Realschule platzt aus allen Nähten: Lösung nun Oberding

Erding · Guter Ruf ein Fluch

Die neue Mittelschule in Oberding wird jetzt noch für drei bis vier Millionen Euro erweitert für die neue „Mini-Realschule“, die ab September starten wird.	Foto: bb

Die neue Mittelschule in Oberding wird jetzt noch für drei bis vier Millionen Euro erweitert für die neue „Mini-Realschule“, die ab September starten wird. Foto: bb

Erding · Die endgültige Entscheidung fällt das Kultusministerium, und dieses hat sich eindeutig positioniert. Bildungs- und Kreisausschuss hatten sich klar für die Realschule in Oberding ausgesprochen.
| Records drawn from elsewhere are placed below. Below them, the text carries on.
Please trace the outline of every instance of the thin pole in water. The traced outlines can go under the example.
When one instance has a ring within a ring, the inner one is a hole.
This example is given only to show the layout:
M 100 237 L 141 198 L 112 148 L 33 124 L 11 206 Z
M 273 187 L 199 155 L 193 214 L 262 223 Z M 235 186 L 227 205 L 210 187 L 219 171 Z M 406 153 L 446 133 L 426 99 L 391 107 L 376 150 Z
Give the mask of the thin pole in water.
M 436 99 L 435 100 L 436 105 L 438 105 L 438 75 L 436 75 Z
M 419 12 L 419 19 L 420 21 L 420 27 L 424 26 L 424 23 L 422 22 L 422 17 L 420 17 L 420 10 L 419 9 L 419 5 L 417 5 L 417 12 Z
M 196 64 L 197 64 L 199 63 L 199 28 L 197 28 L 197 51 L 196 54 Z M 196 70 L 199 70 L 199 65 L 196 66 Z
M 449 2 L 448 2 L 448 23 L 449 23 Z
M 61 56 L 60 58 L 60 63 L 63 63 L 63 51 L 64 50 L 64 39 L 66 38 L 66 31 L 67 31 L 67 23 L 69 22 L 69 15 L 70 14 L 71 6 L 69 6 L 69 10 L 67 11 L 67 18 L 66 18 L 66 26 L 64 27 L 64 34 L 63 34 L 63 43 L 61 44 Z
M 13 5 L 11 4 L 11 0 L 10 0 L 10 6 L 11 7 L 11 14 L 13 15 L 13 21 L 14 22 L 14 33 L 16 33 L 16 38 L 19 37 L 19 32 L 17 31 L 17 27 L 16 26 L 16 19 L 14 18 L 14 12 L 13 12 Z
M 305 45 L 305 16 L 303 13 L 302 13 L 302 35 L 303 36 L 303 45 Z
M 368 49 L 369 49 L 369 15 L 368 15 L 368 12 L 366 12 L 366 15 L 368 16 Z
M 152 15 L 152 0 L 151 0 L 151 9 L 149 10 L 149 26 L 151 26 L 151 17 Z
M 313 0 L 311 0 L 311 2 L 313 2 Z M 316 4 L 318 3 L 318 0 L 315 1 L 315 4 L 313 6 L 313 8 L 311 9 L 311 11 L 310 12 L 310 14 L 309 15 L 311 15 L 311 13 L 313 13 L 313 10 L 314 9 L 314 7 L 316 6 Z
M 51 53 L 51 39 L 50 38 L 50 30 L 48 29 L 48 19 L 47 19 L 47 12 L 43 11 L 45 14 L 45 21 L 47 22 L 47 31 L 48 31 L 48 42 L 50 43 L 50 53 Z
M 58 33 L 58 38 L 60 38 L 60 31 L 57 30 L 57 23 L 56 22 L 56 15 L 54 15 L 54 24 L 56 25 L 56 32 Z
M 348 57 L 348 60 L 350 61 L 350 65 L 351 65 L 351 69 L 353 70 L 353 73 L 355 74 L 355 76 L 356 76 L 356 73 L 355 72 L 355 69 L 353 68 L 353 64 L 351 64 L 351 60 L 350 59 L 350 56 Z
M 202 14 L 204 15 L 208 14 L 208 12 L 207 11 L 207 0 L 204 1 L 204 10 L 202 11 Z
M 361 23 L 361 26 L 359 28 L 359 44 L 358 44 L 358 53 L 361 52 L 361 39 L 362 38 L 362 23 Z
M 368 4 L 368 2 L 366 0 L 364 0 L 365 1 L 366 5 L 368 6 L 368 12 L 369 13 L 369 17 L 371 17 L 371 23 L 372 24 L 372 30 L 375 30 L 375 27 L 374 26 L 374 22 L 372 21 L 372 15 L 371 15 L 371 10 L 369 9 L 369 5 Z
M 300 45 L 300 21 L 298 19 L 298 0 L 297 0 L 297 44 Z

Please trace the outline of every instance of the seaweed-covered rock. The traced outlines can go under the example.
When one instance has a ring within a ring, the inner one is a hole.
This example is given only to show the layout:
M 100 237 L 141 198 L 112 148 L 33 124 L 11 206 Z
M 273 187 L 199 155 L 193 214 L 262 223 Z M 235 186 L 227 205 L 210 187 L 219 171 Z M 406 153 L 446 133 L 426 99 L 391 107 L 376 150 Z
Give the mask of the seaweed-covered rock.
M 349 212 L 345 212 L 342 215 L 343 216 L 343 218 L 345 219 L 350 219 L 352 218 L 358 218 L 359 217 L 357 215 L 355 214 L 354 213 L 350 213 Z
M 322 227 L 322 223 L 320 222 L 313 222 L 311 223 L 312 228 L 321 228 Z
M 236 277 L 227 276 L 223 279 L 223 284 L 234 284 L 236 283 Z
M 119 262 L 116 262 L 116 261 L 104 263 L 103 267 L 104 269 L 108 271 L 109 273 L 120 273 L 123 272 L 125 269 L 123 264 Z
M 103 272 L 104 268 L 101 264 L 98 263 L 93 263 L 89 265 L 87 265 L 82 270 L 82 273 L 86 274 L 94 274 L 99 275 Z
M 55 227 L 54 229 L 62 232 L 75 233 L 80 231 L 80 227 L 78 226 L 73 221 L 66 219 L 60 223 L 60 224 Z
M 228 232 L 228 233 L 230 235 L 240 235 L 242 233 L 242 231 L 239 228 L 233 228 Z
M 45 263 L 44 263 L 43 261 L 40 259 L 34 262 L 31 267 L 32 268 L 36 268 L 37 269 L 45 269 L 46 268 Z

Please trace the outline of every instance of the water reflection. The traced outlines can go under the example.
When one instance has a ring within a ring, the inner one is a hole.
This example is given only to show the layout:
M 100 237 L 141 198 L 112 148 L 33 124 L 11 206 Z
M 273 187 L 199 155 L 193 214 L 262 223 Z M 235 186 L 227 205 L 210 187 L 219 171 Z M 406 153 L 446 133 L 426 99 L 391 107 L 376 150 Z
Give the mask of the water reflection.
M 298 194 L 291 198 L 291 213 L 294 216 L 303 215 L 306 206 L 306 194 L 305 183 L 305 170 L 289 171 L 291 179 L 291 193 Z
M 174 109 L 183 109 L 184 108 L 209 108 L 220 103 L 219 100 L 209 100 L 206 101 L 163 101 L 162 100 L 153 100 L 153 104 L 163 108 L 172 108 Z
Jeder dachte, das sei eine Formalie, wo die vierte Realschule im Landkreis gebaut wird. Doch dann tauchte im Kreistag viel dubiose Begleitmusik auf – so gab es nach über drei Stunden zäher Diskussion „nur“ eine 31:16-Entscheidung für Oberding. Räte von SPD-, CSU- und Freien Wählern hatten für Wartenberg gestimmt.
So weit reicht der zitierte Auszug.